The Royal National Institute of Blind People (RNIB) is a UK charity offering information, support and advice to almost two million people in the UK with sight loss.[1]



The Royal National Institute of Blind People (RNIB) was founded by Thomas Rhodes Armitage, a successful doctor who suffered from eyesight problems.

In 1868 Dr Armitage founded an organisation known as the British and Foreign Society for Improving Embossed Literature for the Blind.[2] This later became the British and Foreign Blind Association.[2] In 1875 Her Majesty Queen Victoria became the organisation's first patron.[2]

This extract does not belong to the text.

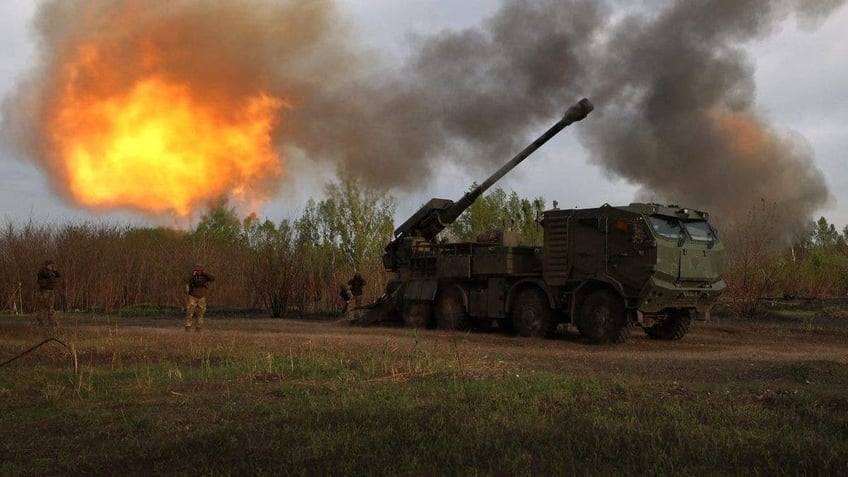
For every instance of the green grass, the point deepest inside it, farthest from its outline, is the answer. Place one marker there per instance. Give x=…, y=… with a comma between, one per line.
x=224, y=406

The organisation received a Royal Charter in 1948, and changed its name to Royal National Institute for the Blind in 1953.[2] In 2002, RNIB membership was introduced and the organisation's name changed to Royal National Institute of the Blind.[2] In June 2007 the organisation changed its name again, to Royal National Institute of Blind People.[2]


RNIB is a national organization with branches and services throughout the United Kingdom including Northern Ireland.[2] The charity's headquarters are in London, England. RNIB's patron is Queen Elizabeth II.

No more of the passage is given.